Dans le contexte de patients internés en psychiatrie ou sous forte dépendance pharmacologique, quelle justice proposer ? Réparatrice ? Ou comme le questionne le psychologogue Julien Besse, devrait-on parlé de « Justice relationnelle et contextuelle « ? Pour voir et écouter sa vidéo sur le sujet, c’est par ici.
A la sortie d’un internement quelle thérapie – ou devrai-je dire quelle justice thérapeutique réellement réparatrice – est mise en place afin que les personnes face à leur traumatisme psychique, face à leur épuisement émotionnel, puissent in fine reprendre des forces, leur esprit et leur « fonction » dans un système complétement détruit ?

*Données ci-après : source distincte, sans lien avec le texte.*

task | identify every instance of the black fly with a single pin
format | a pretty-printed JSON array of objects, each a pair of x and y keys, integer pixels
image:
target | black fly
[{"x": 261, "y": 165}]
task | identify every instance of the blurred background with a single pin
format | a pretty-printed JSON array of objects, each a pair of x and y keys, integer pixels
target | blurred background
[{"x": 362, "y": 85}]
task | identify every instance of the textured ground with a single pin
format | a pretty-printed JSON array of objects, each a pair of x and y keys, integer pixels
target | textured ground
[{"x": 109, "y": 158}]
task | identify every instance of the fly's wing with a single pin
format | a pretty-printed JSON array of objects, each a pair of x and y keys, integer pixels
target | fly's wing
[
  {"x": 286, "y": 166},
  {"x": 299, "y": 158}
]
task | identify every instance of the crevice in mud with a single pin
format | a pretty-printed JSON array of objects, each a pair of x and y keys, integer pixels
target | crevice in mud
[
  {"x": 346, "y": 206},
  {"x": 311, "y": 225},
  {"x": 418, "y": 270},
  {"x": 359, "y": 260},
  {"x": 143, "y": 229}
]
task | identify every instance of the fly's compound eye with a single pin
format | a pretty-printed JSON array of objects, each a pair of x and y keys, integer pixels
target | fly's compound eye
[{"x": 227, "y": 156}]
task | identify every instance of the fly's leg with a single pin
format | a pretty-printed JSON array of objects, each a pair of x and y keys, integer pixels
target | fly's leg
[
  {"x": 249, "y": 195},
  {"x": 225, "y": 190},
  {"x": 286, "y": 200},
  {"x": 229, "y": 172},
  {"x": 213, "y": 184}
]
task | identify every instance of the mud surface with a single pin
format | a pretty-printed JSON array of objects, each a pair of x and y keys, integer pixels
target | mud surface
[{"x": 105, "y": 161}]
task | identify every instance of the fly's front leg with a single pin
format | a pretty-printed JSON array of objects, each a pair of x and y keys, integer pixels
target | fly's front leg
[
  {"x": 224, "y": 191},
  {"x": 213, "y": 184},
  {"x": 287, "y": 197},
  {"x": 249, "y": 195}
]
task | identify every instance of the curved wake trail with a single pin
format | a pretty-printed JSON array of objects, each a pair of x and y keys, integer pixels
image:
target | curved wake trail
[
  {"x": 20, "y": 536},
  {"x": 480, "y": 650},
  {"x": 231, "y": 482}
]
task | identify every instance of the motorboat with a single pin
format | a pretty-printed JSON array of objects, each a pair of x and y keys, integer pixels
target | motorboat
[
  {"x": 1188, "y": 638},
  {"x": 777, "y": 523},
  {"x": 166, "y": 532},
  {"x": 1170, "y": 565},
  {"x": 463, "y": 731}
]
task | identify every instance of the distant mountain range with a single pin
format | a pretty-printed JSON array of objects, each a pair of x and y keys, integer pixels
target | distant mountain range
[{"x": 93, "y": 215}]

Offrir un espace de dialogue et d’écoute au sein duquel le/la patient-e peut s’exprimer librement, trouver des réponses à ses questions, le reconnaître dans le traumatisme qu’iel vit ou qu’iel a subi et par-dessus tout participer activement à sa propre reconstruction semblent des aspects a fortiori complètement absents dans la prise en charge actuelle des soins psychiques et psychiatrique et qui nécessitent, selon moi, un autre espace que le tri arbitraire des urgences pour être communiqué.
Mon intention en partageant ce témoignage n’est pas de dénigrer les professionnels, dont l’engagement est précieux, mais d’ouvrir un espace de réflexion sur les pratiques et sur la place des patient-e-s dans leur propre parcours de soin.
Je reste convaincue que c’est dans le dialogue, le respect mutuel et l’intégration des différentes dimensions de la vie humaine (individuelle, relationnelle, familiale, sociale) que peut se construire une approche réellement thérapeutique et émancipatrice. Une autre pierre à l’édifice afin d’encourager la mise en place du projet communautaire de médecine intégrative ?
Une invitation à repenser le soin comme espace de dialogue plutôt que de contrôle, d’écoute plutôt que de simple prescription.